Gli stessi europei che vogliono bruciare le loro vecchie coperte piuttosto che darle ai profughi mediorientali stanno raccogliendo donazioni per gli ucraini non solo perché la violenza a cui stanno fuggendo è molto più familiare e vicina, ma anche perché loro – come alcuni giornalisti e politici hanno apertamente sottolineato – hanno “pelle bianca e capelli biondi”. Sono disposti ad aiutare e proteggere gli ucraini perché credono che anche loro siano “civilizzati” come loro e provengano da una “cultura europea”. Tutto ciò è, ovviamente, in netto contrasto con il trattamento riservato agli altri rifugiati.

La tragedia in Ucraina ei conseguenti flussi di profughi hanno dimostrato ciò che abbiamo sempre sospettato: in Europa, il nostro desiderio di aiutare gli altri esseri umani è condizionato dalla nostra immaginazione su “Noi” e “Loro”. Questa logica determina chi viene accolto come rifugiato e chi viene respinto ed escluso come “migrante irregolare”.

E questo non è esclusivo di coloro che fuggono dalla Siria, dall’Afghanistan o dallo Yemen a causa del conflitto.

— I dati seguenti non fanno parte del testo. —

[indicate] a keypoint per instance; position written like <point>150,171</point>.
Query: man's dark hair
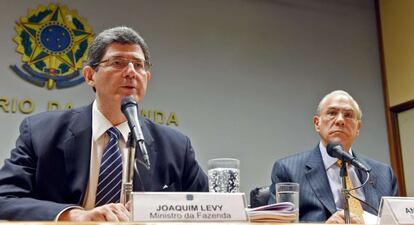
<point>122,35</point>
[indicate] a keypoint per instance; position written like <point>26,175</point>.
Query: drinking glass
<point>288,192</point>
<point>224,175</point>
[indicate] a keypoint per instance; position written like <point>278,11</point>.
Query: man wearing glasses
<point>68,165</point>
<point>337,120</point>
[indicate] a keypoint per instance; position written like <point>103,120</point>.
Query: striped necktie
<point>355,206</point>
<point>110,172</point>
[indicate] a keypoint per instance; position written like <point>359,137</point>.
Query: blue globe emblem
<point>55,38</point>
<point>53,42</point>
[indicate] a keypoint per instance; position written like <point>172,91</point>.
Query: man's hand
<point>339,217</point>
<point>110,212</point>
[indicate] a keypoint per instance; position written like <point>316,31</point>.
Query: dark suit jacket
<point>316,202</point>
<point>48,170</point>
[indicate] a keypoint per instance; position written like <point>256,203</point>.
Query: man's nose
<point>340,120</point>
<point>130,70</point>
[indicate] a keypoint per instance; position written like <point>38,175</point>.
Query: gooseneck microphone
<point>130,109</point>
<point>336,150</point>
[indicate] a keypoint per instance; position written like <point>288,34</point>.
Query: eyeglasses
<point>119,63</point>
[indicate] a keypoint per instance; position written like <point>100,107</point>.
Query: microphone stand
<point>345,192</point>
<point>128,185</point>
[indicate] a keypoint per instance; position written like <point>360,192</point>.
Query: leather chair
<point>259,196</point>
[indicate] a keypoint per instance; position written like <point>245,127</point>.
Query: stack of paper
<point>283,212</point>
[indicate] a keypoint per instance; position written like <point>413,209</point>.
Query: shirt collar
<point>100,124</point>
<point>328,161</point>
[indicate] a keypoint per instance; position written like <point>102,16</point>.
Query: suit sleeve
<point>194,178</point>
<point>18,183</point>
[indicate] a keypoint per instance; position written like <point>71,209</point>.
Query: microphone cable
<point>360,200</point>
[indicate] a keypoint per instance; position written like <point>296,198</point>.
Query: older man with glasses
<point>68,165</point>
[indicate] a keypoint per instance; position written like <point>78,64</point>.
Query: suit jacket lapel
<point>318,180</point>
<point>77,150</point>
<point>370,188</point>
<point>143,177</point>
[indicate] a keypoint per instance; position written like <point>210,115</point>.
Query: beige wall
<point>397,20</point>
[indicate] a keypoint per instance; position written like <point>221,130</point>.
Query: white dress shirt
<point>99,141</point>
<point>335,181</point>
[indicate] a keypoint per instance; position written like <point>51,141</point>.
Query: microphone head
<point>334,149</point>
<point>127,102</point>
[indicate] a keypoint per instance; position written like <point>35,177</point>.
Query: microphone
<point>335,150</point>
<point>130,109</point>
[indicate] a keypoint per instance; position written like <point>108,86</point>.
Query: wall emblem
<point>53,42</point>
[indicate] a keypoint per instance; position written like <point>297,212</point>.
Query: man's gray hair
<point>122,35</point>
<point>343,93</point>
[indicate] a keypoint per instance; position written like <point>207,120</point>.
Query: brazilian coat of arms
<point>53,42</point>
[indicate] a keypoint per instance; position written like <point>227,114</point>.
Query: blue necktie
<point>110,173</point>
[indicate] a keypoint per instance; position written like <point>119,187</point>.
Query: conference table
<point>144,223</point>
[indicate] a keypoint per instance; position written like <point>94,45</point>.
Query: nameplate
<point>396,210</point>
<point>188,206</point>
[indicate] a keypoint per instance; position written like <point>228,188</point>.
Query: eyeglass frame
<point>147,65</point>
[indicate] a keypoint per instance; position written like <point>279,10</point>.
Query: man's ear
<point>88,73</point>
<point>149,76</point>
<point>316,121</point>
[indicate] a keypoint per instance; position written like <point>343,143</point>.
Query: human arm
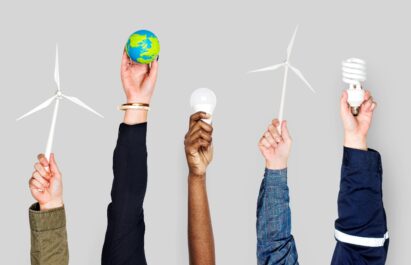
<point>361,228</point>
<point>275,244</point>
<point>47,217</point>
<point>199,153</point>
<point>124,239</point>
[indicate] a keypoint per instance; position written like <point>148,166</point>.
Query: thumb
<point>153,71</point>
<point>345,109</point>
<point>284,132</point>
<point>53,166</point>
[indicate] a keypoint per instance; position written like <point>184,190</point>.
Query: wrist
<point>138,99</point>
<point>196,176</point>
<point>276,165</point>
<point>356,141</point>
<point>51,205</point>
<point>135,116</point>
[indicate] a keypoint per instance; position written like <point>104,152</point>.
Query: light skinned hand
<point>46,184</point>
<point>138,80</point>
<point>198,144</point>
<point>356,127</point>
<point>276,147</point>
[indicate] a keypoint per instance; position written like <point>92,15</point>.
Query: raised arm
<point>199,153</point>
<point>124,240</point>
<point>361,229</point>
<point>275,244</point>
<point>47,216</point>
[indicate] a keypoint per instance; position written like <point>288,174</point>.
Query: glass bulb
<point>203,99</point>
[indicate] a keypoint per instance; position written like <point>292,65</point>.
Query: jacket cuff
<point>132,134</point>
<point>364,160</point>
<point>46,220</point>
<point>275,177</point>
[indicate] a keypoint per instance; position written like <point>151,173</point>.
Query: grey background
<point>212,44</point>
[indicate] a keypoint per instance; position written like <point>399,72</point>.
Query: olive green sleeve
<point>48,236</point>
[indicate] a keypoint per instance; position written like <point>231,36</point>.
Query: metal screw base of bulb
<point>355,110</point>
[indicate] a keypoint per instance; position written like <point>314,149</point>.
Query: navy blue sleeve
<point>275,244</point>
<point>361,227</point>
<point>124,241</point>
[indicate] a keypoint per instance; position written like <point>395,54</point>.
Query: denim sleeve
<point>275,244</point>
<point>360,209</point>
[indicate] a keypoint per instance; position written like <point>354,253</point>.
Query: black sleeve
<point>361,227</point>
<point>124,241</point>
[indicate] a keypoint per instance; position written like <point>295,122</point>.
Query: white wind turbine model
<point>286,64</point>
<point>56,98</point>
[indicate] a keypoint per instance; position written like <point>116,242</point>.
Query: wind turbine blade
<point>43,105</point>
<point>82,104</point>
<point>300,75</point>
<point>269,68</point>
<point>56,69</point>
<point>290,46</point>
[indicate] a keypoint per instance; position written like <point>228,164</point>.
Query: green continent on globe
<point>143,47</point>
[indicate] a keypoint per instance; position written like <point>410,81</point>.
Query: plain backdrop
<point>203,44</point>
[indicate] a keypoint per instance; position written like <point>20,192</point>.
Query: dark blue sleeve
<point>124,241</point>
<point>275,244</point>
<point>361,215</point>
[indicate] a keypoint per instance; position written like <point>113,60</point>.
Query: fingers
<point>41,170</point>
<point>200,143</point>
<point>373,106</point>
<point>344,103</point>
<point>53,166</point>
<point>272,129</point>
<point>125,61</point>
<point>35,185</point>
<point>366,105</point>
<point>194,118</point>
<point>36,175</point>
<point>203,135</point>
<point>285,132</point>
<point>367,95</point>
<point>200,125</point>
<point>200,133</point>
<point>264,143</point>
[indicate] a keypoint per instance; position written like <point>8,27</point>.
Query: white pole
<point>281,113</point>
<point>52,129</point>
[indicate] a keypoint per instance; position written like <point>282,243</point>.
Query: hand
<point>276,147</point>
<point>198,144</point>
<point>138,80</point>
<point>356,127</point>
<point>46,185</point>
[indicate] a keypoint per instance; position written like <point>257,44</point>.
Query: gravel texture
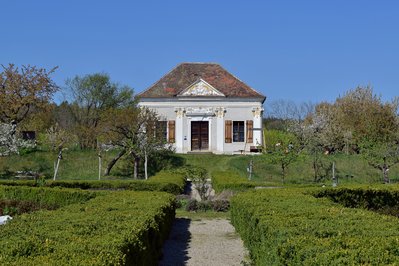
<point>204,242</point>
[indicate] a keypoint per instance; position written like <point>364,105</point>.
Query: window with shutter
<point>238,131</point>
<point>250,127</point>
<point>171,131</point>
<point>227,131</point>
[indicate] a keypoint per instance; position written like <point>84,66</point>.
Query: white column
<point>179,130</point>
<point>258,129</point>
<point>220,129</point>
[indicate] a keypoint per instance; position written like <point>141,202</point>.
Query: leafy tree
<point>23,90</point>
<point>92,96</point>
<point>358,115</point>
<point>381,155</point>
<point>282,149</point>
<point>134,131</point>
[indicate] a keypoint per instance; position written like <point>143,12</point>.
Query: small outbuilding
<point>204,108</point>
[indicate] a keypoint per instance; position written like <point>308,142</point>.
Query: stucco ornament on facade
<point>220,111</point>
<point>203,111</point>
<point>257,112</point>
<point>180,112</point>
<point>201,88</point>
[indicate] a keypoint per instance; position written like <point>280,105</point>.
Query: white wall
<point>234,110</point>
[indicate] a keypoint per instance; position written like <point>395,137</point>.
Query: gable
<point>201,88</point>
<point>216,81</point>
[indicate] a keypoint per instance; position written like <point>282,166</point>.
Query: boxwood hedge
<point>292,227</point>
<point>114,228</point>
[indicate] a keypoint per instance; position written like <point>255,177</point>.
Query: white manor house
<point>204,108</point>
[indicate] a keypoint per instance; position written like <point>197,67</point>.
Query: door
<point>199,135</point>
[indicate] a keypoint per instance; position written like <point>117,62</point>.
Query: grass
<point>350,169</point>
<point>75,164</point>
<point>83,164</point>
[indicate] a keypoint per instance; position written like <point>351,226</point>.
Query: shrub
<point>375,199</point>
<point>114,228</point>
<point>292,227</point>
<point>220,205</point>
<point>192,205</point>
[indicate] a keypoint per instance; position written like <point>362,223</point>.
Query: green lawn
<point>76,164</point>
<point>349,168</point>
<point>83,164</point>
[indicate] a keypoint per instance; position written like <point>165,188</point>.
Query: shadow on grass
<point>175,248</point>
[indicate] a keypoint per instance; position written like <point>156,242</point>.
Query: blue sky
<point>293,50</point>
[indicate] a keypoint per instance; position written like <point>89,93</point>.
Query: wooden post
<point>58,163</point>
<point>99,164</point>
<point>335,183</point>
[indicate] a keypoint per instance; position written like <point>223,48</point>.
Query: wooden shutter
<point>227,131</point>
<point>171,131</point>
<point>250,128</point>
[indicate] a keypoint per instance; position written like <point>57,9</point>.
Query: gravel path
<point>205,242</point>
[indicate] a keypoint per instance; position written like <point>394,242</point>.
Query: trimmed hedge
<point>114,228</point>
<point>165,181</point>
<point>292,227</point>
<point>379,199</point>
<point>232,181</point>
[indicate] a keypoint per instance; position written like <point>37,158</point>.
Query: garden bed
<point>112,228</point>
<point>292,227</point>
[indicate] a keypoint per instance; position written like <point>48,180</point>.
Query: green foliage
<point>229,180</point>
<point>115,228</point>
<point>282,149</point>
<point>57,197</point>
<point>292,227</point>
<point>380,155</point>
<point>171,182</point>
<point>379,199</point>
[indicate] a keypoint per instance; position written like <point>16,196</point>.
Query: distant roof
<point>185,74</point>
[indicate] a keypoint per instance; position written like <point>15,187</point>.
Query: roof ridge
<point>228,72</point>
<point>153,84</point>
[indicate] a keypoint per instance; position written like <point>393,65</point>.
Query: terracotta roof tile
<point>186,74</point>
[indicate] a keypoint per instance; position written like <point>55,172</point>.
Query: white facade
<point>207,110</point>
<point>185,111</point>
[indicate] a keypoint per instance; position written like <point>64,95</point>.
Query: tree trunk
<point>99,164</point>
<point>113,162</point>
<point>385,170</point>
<point>58,163</point>
<point>145,165</point>
<point>136,167</point>
<point>283,171</point>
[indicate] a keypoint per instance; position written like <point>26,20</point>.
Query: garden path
<point>203,242</point>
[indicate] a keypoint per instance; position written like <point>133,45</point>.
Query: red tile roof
<point>186,74</point>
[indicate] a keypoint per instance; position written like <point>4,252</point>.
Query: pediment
<point>201,88</point>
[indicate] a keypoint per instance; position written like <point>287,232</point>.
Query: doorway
<point>199,135</point>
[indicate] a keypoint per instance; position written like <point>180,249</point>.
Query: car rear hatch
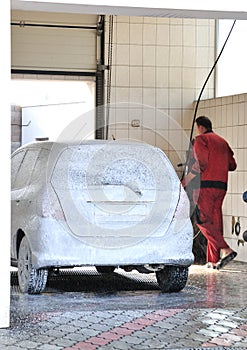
<point>115,193</point>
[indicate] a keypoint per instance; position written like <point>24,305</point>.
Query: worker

Allo stesso trattamento sono soggetti anche i migranti neri e marroni che vengono in Europa per lavorare o studiare. In effetti, abbiamo visto come gli studenti ei lavoratori indiani e africani in fuga dall’Ucraina sono stati trattati ai confini dell’Europa.

È impossibile negare che il fenotipo e la cultura della pelle abbiano un effetto sui viaggi e sul destino dei rifugiati: coloro che sembrano “europei” trovano solidarietà e sicurezza in questo continente, ma altri spesso vedono esclusione e violenza.

Quindi, mentre mostriamo solidarietà con gli ucraini – e in effetti dovremmo fare tutto il possibile per aiutarli – dovremmo anche riflettere su come le nostre società e i nostri stati trattano i rifugiati che non sono così bianchi e così europei.

Dobbiamo ricordare che la mentalità “Noi contro Loro” che ha fatto voltare le spalle all’Europa a così tanti bisognosi è anche la causa principale di tanti conflitti che sfollano le persone. Se non sfruttiamo questo momento per riflettere su ciò che guida le nostre risposte umanitarie, finiremo solo per alimentare l’estrema destra e consentire alle loro politiche e politiche non così umanitarie di guidare la nostra risposta alle future crisi umanitarie.

Le opinioni espresse in questo articolo sono proprie dell’autore e non riflettono necessariamente la posizione editoriale di Al Jazeera.